Doesn't that sound like an incredibly stupid way to design a network? Maybe so, but think about it for a moment. Imagine how much more complex the routing hardware would have to be to ensure that every IP packet arrived intact at its proper destination. Right now, the routers don't care; they take the data and keep relaying it on until it either gets to its destination, or they discard the packet as junk. Simple hardware is cheaper to build, and faster as well.
So, what is the point of unreliable communications? With digital data, even one byte missing out of a file can make the entire thing useless, so unreliable communications seems like the opposite of what you'd really want!
Instead of letting hardware control integrity and validation, the IP model puts software in charge. Before going into this topic, I want to explain the layered hierarchy of Internet communications.
Internet protocols are actually designed into four distinct layers :
Each time you send a packet of data over the Internet, it is encapsulated by a new header at each layer. For example, if you are sending Hyper Text Transfer Protocol ( HTTP ) data, which is basically web-page data, the data you send is first enclosed into an HTTP header at the Application layer. Then, the HTTP application sends the packet to the operating system, which adds a Transport layer packet header as well as an IP packet header for the Internet layer. (HTTP uses TCP as the Transport Layer Protocol. And I will get to TCP in a bit.) Finally, depending on what device you use for Internet access, a Network layer packet header is added to the packet, and finally it is sent on its way. Figure 1.10 is a pictorial representation of the layered hierarchy of Internet packets. This particular example demonstrates browsing the WWW with an Ethernet connection.
Previously, I told you all about the IP protocol. This protocol makes its home in the second layer, the Internet layer. I started there first, because it is really the most important layer when dealing with Internet communications. Now I will go into more depth on the layers themselves .
The lowest layer is called both the Network layer and the Physical layer , because it is the layer that is added to a packet whenever a physical device sends the data. Examples of this include an Ethernet card (Ethernet Protocol), a modem (PPP Protocol), a wireless Internet card (802.11b protocol), or a cable modem (DOCSIS protocol). Each of these devices operates in a different way and has its own header format depending on its needs.
The great thing about the layered protocol system is that the physical devices don't care what kind of data you are sending over them, so you can send any kind of data, as long as the recipient of the data expects it and knows how to decode it.

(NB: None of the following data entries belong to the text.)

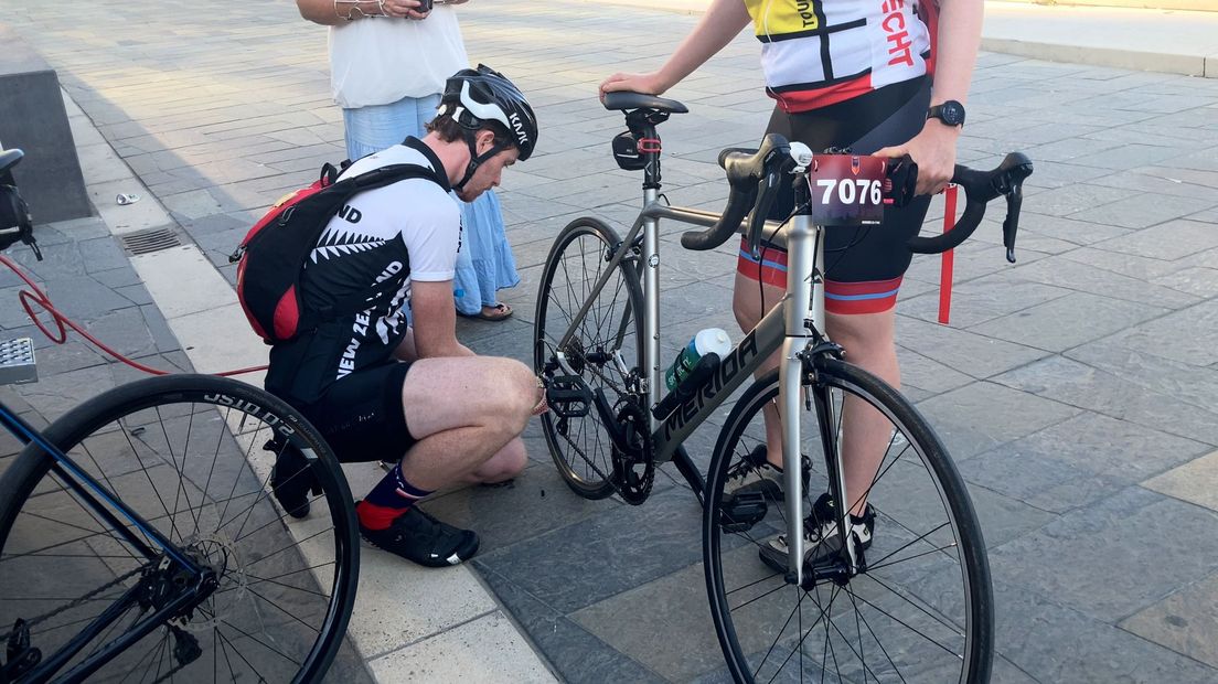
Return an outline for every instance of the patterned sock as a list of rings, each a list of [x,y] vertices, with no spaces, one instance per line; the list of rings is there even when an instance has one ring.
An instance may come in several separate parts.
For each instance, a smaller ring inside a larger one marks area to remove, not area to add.
[[[402,464],[398,462],[356,505],[356,515],[359,516],[359,525],[368,529],[386,529],[396,517],[428,494],[431,492],[419,489],[402,477]]]

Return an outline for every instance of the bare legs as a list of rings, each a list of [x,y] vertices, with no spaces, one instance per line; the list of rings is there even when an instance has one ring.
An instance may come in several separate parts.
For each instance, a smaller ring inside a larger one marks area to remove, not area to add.
[[[759,285],[741,274],[736,275],[732,309],[743,330],[752,330],[778,301],[783,290]],[[827,314],[829,338],[840,344],[847,359],[878,376],[894,388],[900,388],[900,368],[896,363],[895,309],[877,314]],[[778,354],[766,359],[758,375],[778,365]],[[782,433],[777,405],[764,409],[767,459],[782,466]],[[853,504],[850,512],[862,515],[866,493],[884,456],[889,439],[889,422],[883,415],[857,399],[847,399],[842,416],[842,459],[845,467],[847,493]]]
[[[519,436],[537,400],[532,371],[512,359],[415,361],[402,386],[402,405],[418,442],[402,459],[402,475],[429,490],[514,477],[525,467]]]

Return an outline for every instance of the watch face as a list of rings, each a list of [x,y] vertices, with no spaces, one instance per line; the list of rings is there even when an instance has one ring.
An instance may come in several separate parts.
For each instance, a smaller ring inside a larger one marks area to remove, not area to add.
[[[948,100],[940,106],[939,116],[948,125],[962,125],[965,123],[965,107],[955,100]]]

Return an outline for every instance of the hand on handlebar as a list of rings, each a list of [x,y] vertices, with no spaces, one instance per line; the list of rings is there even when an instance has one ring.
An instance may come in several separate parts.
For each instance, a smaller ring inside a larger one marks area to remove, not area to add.
[[[884,147],[877,157],[903,157],[909,155],[917,163],[917,195],[934,195],[951,181],[956,167],[956,138],[959,129],[929,120],[922,131],[904,145]]]

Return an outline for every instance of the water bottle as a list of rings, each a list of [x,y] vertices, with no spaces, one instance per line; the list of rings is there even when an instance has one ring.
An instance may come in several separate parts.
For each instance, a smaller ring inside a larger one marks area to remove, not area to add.
[[[686,377],[689,377],[689,372],[693,366],[698,365],[698,359],[709,354],[711,352],[720,355],[720,358],[726,357],[728,352],[732,351],[732,340],[727,336],[727,331],[719,327],[708,327],[706,330],[699,330],[698,335],[694,335],[689,343],[681,348],[672,365],[669,370],[664,371],[664,382],[669,386],[671,392],[677,385],[685,382]]]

The Internet layer is perhaps the most important layer, since every device in a single network must understand and recognize it. The primary purpose of the Internet layer is to provide routing and addressing services, so the routers know where to send packets. A network can use many different kinds of devices, such as modems and Ethernet cards, and as long as they all understand the Internet layer protocol in use, the network should operate perfectly .
Of the three major Internet layer protocols, I have described the two most commonly used: IPv4 and IPv6. In the past, a third protocol, called IPX or Internetwork Packet Exchange, was widely used as well. IPX is superior to IP in a few ways, but it never really caught on and is pretty much dead today. One of IPX's notable characteristics was that it had a segmented address space. It had 32-bit network addresses, and each network also had a 48-bit node address, essentially using 80-bit addresses.
I haven't talked much about this layer yet, but it is important. The Transport layer accommodates protocols such as TCP, UDP (explained in a section that follows ) and Internet Control Message Protocol (ICMP). These protocols are primarily designed to handle connections, rate of data transmission, and data integrity verification.
For example, as I mentioned before, if you use the IP protocol, you have absolutely no idea if the packet you sent reached its destination. To solve this problem, you need to have the Transport layer protocol handle the transmission.
For example, when you wrap your data into a TCP ( Transmission Control Protocol ) packet, TCP calculates the checksum of all of the data, and then your operating system wraps the entire TCP packet into an IP header and sends that out.
When the recipient of your packet gets the data you sent, it sends an acknowledgement (ACK) packet over TCP, saying that it got the packet. It may, however, fail to receive your message for a variety of reasons. If the original TCP packet gets lost, for example, the ACK packet would never have been sent, or the ACK packet itself may have gotten lost. If the sender doesn't receive the ACK packet, the sender sends the data again, and keeps sending the data until he receives a confirmation that the data has been sent. Here's a simple listing of the process:
Wait for ACK.
If no ACK in given amount of time, go back to 1.
Send next packet.
The hardware costs for this method of data verification are far lower than making the IP protocol itself check the integrity of data and respond to the sender that there was an error. The routing hardware doesn't really care much about acknowledgements; instead, it just assumes the communications succeeded, and it lets the end computers figure out if something went wrong. The reason this works is because the number of times data transmission fails is far fewer than the number of times that the transmission is successful, so there's really no point in making every node along the transmission path check that it is successful, and send errors backward along the path .
There is a slight chance of data transmission error, and that slows things down a little bit, because the sender keeps trying to send the data; but, in the end, that is a far more desirable solution than having incredibly expensive routing hardware.
The User Datagram Protocol (UDP) elects to forego the data integrity issues and opts instead for speed over integrity; in other words, delivery is not guaranteed. For this reason, UDP is quite often preferred over TCP for very fast games , such as first person shooters. I won't cover UDP in detail in this book because it is not an important protocol for low-speed MUDs. I'll be sticking with TCP, which is a little slower but more robust and has guaranteed delivery.
The Application layer is theoretically the highest layer of a packet header, and it contains information about the specific application you are using with the packet. Examples of popular Application layer protocols include HTTP, File Transfer Protocol (FTP), Telnet, Simple Mail Transfer Protocol (SMTP), and so on. The topics in this book focus almost entirely on creating and using application layer protocols for MUDs.
The four-layer model is really just a recommendation for networking; it's not a necessity. In the past, some crazy people have demonstrated this fact using completely useless technologies. For example, there is an IP over SMTP protocol, which defines how to send IP packets over SMTP. Of course, SMTP is built on top of TCP, which in turn is built on top of IP, so what is the point? Who knows? Never underestimate what a nerd and some free time can accomplish. After all, as game programmers, who are we to judge?
It is usually accepted to use the slash notation (/) to show protocol layering. For example, you may have heard of TCP/IP. This means that you are using TCP over the IP protocol. It is literally pronounced "TCP over IP." Slash notation, however, is not common for other combinations, because the entire idea of networked communications is to keep the layers as independent as possible. That way, you can easily use higher protocols over different lower protocols. This is why you don't see people saying "HTTP over TCP over IP." Not only is it a mouthful to say, but you aren't really required to send HTTP over TCP anyway (though I've really never seen anyone who doesn't).